Stéphane Hugon recommande la sociologie de la conversation de Tarde pour analyser les messageries sur internet. #sociologie #DH2011
@dteyssou
Denis Teyssou

Je me suis donc renseigné :

Dans cet ouvrage, on découvre quantité d’intuitions, ou de propositions dont le matériau réside dans la littérature des siècles précédents (aussi loin qu’on trouve de la littérature, en fait). En termes d’intuition, il est saisissant de voir à quel point Tarde précède des chercheurs comme Elias ou Habermas.

Elle [la conversation] travaille donc puissamment à l’œuvre de la civilisation, dont la politesse et l’art sont les conditions premières.

La conversation est mère de la politesse.

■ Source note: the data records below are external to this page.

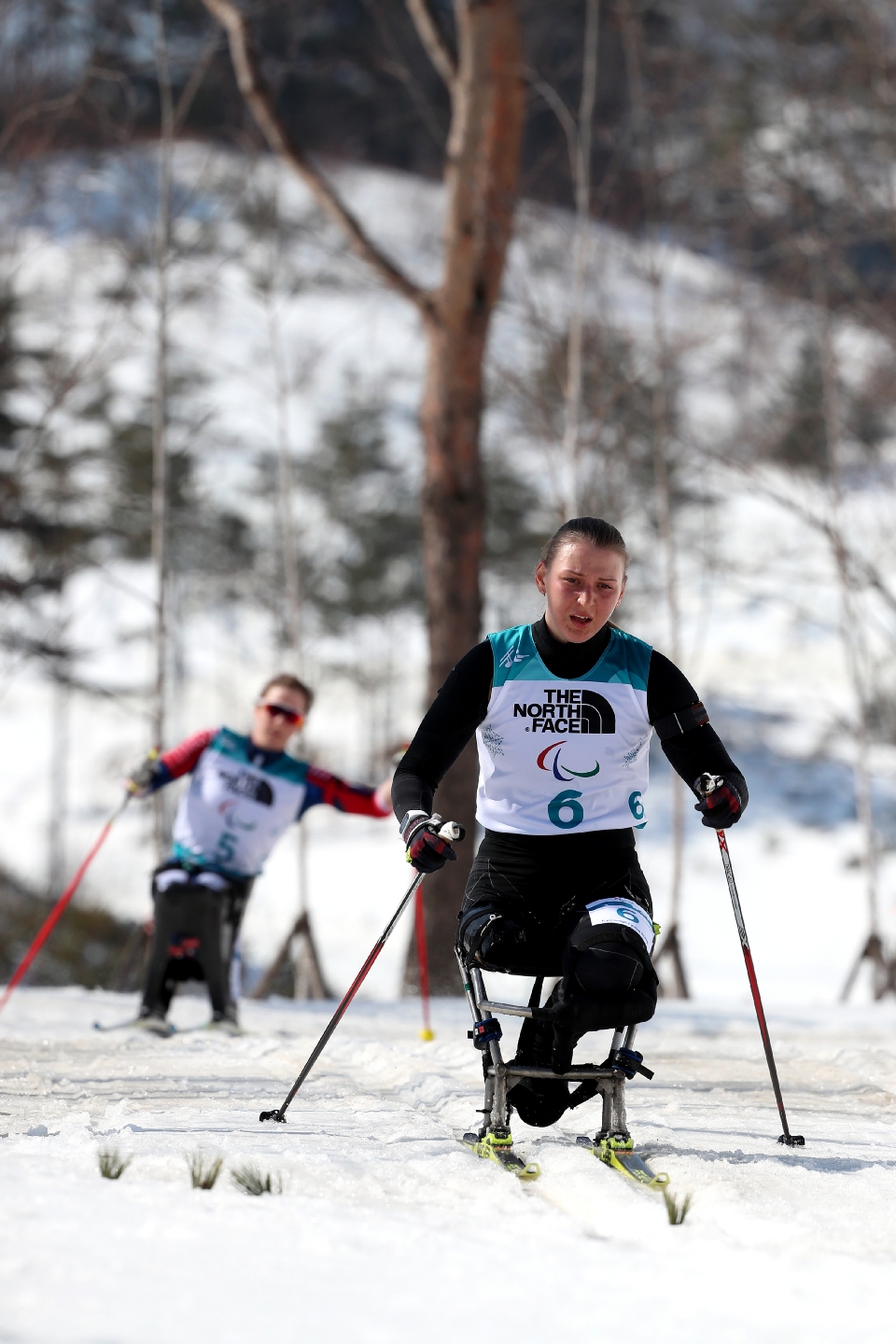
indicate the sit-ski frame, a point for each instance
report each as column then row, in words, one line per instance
column 498, row 1075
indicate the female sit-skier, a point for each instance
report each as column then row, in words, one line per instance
column 563, row 712
column 244, row 794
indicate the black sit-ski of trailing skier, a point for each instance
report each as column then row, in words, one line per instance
column 563, row 711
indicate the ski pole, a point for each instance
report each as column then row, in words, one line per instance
column 422, row 964
column 707, row 784
column 449, row 833
column 55, row 914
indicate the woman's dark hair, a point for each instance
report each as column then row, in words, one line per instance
column 594, row 530
column 290, row 683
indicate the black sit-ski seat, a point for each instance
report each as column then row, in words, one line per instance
column 608, row 1081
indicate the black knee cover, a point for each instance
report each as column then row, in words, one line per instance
column 493, row 941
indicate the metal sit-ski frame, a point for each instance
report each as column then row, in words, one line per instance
column 500, row 1077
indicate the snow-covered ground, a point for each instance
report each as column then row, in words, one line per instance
column 388, row 1231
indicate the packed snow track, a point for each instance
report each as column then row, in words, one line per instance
column 388, row 1230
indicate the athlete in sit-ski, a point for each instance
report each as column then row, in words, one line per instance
column 244, row 794
column 563, row 711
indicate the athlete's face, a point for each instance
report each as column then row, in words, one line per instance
column 272, row 730
column 581, row 590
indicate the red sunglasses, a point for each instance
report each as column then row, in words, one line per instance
column 281, row 711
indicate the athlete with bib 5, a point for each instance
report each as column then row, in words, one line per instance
column 563, row 711
column 244, row 794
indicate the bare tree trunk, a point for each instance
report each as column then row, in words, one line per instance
column 57, row 830
column 572, row 408
column 665, row 504
column 488, row 104
column 160, row 406
column 850, row 625
column 481, row 180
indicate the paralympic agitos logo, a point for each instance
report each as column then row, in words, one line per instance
column 556, row 766
column 567, row 711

Ce sont les conversations privées, mondaines, à partir de la seconde moitié du dernier siècle, qui ont été les sources cachées du grand courant de la Révolution.

L’évolution du Pouvoir s’explique donc par l’évolution de l’Opinion qui s’explique elle-même par l’évolution de la conversation, qui s’explique à son tour par la série de ses sources différentes : enseignements de la famille, école, apprentissage, prédi­cations, discours politiques, livres, journaux.

Les cafés, les salons, les boutiques, les lieux quelconques où l’on cause, sont les vraies fabriques du pouvoir.

Et j’en pourrais en citer quantité d’autres, relatives à l’Opinion ou la réputation. Un passage m’a interpellé : Tarde explique que, avec la vie nomade de l’industrialisation et l’urbanisation (un texte de 1901, rappelons-le), la conversation n’est plus possible, et qu’elle se trouve remplacée par la correspondance épistolaire. Vous voyez où je veux en venir : il n’y a qu’un pas vers les écrits d’écran et la socialisation en ligne. Un exemple, qu’il emprunte à Horace (1er siècle après JC) : ces doux babils du crépuscule se répétaient à l’heure accoutumée. On trouve ce genre de rituel chez les usagers du clavardage ou des réseaux sociaux numériques. danah boyd (2007) avait identifié aussi le palliatif que les RSN procuraient face à l’impossibilité d’avoir un lieu réel de socialisation en dehors de toute structure de pouvoir (quelque part entre l’école et la maison). Néanmoins, Tarde estime que, si la correspondance épistolaire a augmenté en volume, c’est principalement parce que s’envoient beaucoup de lettres d’affaires, et que les lettre personnelles si, à mesure qu’elles deviennent plus nombreuses, ne deviendraient pas plus courtes, ce qui semble probable, et plus sèches aussi. (…). Il serait surtout intéressant de connaître les transformations intimes de la substance des lettres aussi bien que des conversations, et la statistique ne nous offre ici aucune induction.
L’idée de constituer à l’époque une statistique des conversations fait écho – en partie – aux sciences sociales d’aujourd’hui. La question est donc de savoir si, avec les techniques relationnelles d’aujourd’hui, la substance des lettres s’est amenuisée. Quel rôle joue le dispositif sur cette substance (notamment via interface et fonctionnalités) ? Quelle substance est produite par les auteurs ?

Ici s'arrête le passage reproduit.